France was an object lesson in the likely fate of a nation riven by widespread and violent religious discord which King Henri I I I seemed powerless to resolve. Elizabeth’s neighbour had been wracked by a series of bloody civil wars between the Protestant Huguenots and Catholics since 1562. As far as the queen was concerned, the stakes in France were high: a victory for the Catholic League and a pro-Spanish regime in Paris could well gift the Armada a vital strategic prize: the use of its harbours up and down the English Channel.
In April 1587, three towns in Picardy (on the then Netherlands border), were seized by French Catholic troops but they failed in their primary objective of capturing the port of Boulogne. The end of that summer’s campaigning saw Huguenot forces under Henri of Navarre crush the Catholic army at the Battle of Coutras in Aquitaine on 20 October. Little quarter was offered by the victors and more than three thousand Catholic soldiers were slaughtered, including three hundred of noble blood. Protestant celebrations were short-lived. Six days later the Huguenots’ German and Swiss mercenary allies (who were liberally subsidised by Elizabeth) were roundly defeated at the Battle of Vimory, in Loiret, central France. The reiters retreated in good order to the walled town of Auneau, ten miles (16.1 km) east of Chartres in Eure-et-Loire, but were routed on 24 November.
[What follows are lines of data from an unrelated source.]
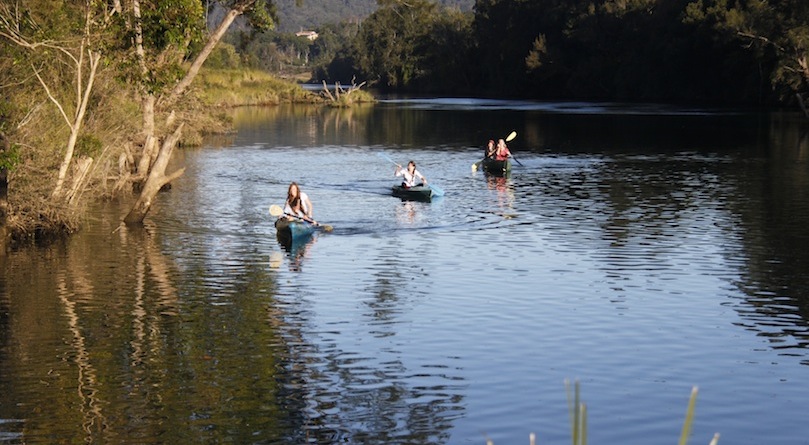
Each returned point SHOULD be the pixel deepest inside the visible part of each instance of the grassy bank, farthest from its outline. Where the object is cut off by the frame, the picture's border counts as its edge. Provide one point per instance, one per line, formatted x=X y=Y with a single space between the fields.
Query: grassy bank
x=233 y=88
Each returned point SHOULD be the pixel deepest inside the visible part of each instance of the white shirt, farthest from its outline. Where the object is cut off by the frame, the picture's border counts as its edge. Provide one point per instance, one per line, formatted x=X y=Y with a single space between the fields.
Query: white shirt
x=410 y=180
x=304 y=206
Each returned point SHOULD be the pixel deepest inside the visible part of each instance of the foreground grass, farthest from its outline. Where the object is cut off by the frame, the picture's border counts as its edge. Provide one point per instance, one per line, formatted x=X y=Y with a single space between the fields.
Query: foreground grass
x=578 y=418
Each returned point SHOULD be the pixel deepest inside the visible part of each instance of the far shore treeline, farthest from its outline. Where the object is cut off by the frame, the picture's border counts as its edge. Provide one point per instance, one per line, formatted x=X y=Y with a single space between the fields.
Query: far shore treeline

Catholic Paris was ready to take to the streets in support of their hero, Henri Guise, Third Duke of Guise, and to topple the king. As Mendoza jubilantly told King Philip: ‘Events here could hardly have gone more happily for your majesty’s affairs. The people of Paris can be relied on at any time. They are more deeply than ever in obedience of the Duke of Guise.’
Elizabeth had written to James V I of Scotland after the execution of his mother, Mary Queen of Scots, protesting her innocence in the matter and describing the ‘extreme dolour that overwhelms my mind for that miserable accident which, far contrary to my feeling’ had befallen the exiled queen. She assured him that no one would ‘watch more carefully to preserve you and your estate’ than her.4 Those soft words might have mollified the young king, but reports of widespread pro-Spanish sentiment in Scotland so troubled the queen that in September 1587 she hurriedly sent 6,500 speedily-recruited troops to secure her northern border.5 Despite this prudent deployment, the situation worsened with John, Seventh Lord Maxwell, launching an abortive Catholic insurrection in Dumfries and Galloway in south-west Scotland in the spring of 1588, with the aim of providing the Spanish with a northern base.6
Compounding all Elizabeth’s other troubles, attempts on her life remained an ever-present threat. In March 1586, information was received of a plot by ‘certain Jesuits against the queen’s majesty, one having come to England to do a desperate enterprise upon her . . . even as was done upon the Prince of Orange’. Concurrently, there was a conspiracy to kill the Earl of Leicester ‘either by poison or other violent means’.7 Danger could also lurk close to home. Walsingham heard in April that Peter Wilcox, purveyor of the queen’s buttery, ‘was a great dealer with priests and papists’.8 The spymaster sent one of his agents, Stephen Paul, to Venice early the following year to pick up news in the city state. In November, he reported that Michael Giraldi, from Bergamo in Lombardy, had left for England, disguised as a merchant:
It is thought . . . [he is] to poison her majesty at the instigation of the Pope.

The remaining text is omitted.